Our strong points were simple, but even today they hold true. (1) Nobody knows more about the needs of patients than the patients themselves. (2) The qualitative reporting from organised patients is often ahead of formal reports. (3) There is no use in approval if patients won’t take the drug. (4) All structured information about experimental use and safety of compounds needs to be taken into account. (5) “This is not the last time you meet with patients.”

When we came to the EMA in 1996 representing the European AIDS Treatment Group—the first patient organisation to be thus acknowledged—the three of us were well dressed and we spoke English, French, and German. We could talk about our lives in clear terms and we could base our arguments on hard evidence. We were acting on a common agenda. We followed up on the meetings. Today we are men who have sex with men (MSM), women, drug users, haemophiliacs, mothers and fathers, lovers and friends.

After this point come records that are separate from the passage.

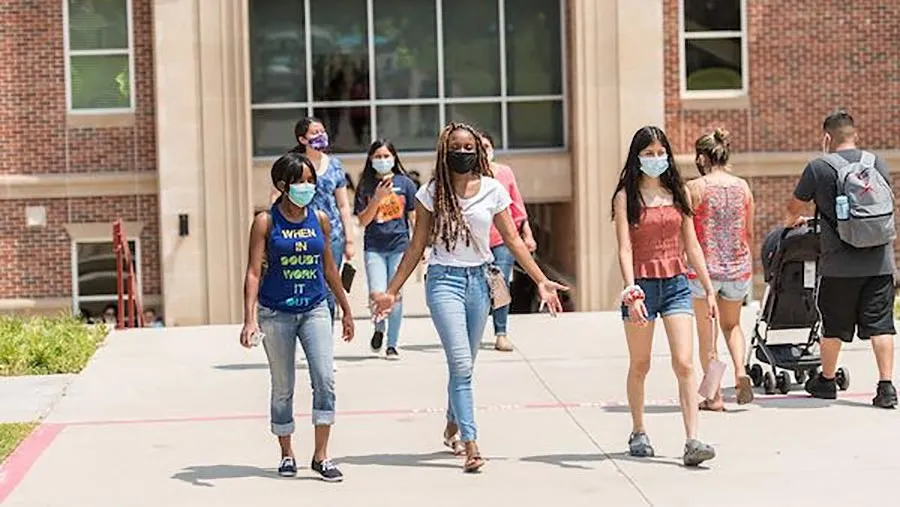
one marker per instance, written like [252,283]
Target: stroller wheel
[769,383]
[842,376]
[755,373]
[783,382]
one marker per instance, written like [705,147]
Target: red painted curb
[17,465]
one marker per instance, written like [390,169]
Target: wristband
[631,294]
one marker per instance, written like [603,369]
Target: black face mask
[462,162]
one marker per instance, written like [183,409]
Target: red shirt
[504,174]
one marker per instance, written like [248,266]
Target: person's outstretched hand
[548,291]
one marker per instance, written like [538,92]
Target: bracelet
[631,294]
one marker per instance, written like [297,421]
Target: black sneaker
[821,387]
[886,395]
[377,339]
[391,354]
[287,467]
[327,470]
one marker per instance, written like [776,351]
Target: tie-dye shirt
[720,220]
[327,182]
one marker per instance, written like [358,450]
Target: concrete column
[203,140]
[225,101]
[180,161]
[617,86]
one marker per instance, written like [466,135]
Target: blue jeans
[664,297]
[459,301]
[282,331]
[380,267]
[337,251]
[504,260]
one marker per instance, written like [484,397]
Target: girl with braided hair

Are we in patient paradise now? No, and there is difficult work ahead. Concerns around transparency of data and processes, and the need to account for new methods of input (by emails and personal reports), are ongoing and need to be resolved. There is also a debate brewing about whether it is wise of the EMA to exclude “expert patients” (who sign confidentiality agreements) from communicating openly with peers from their own organisation.

Patient organisations have some way to go in expanding their role at the EMA, and in drug regulation more globally, before nothing remains to be changed. The idea of patients in drug regulation isn’t that easy to swallow for some, but it has proven to provide a valuable link to patients’ realities and understandings, over and over again.

Matthias Wienold represents the European AIDS Treatment Group (EATG) at the International Alliance of Patients’ Organizations (IAPO). He is an elected governing board member of IAPO.

Competing interests: I have read and understood BMJ policy on declaration of interests and declare the following interests: I am a member of the European AIDS Treatment Group.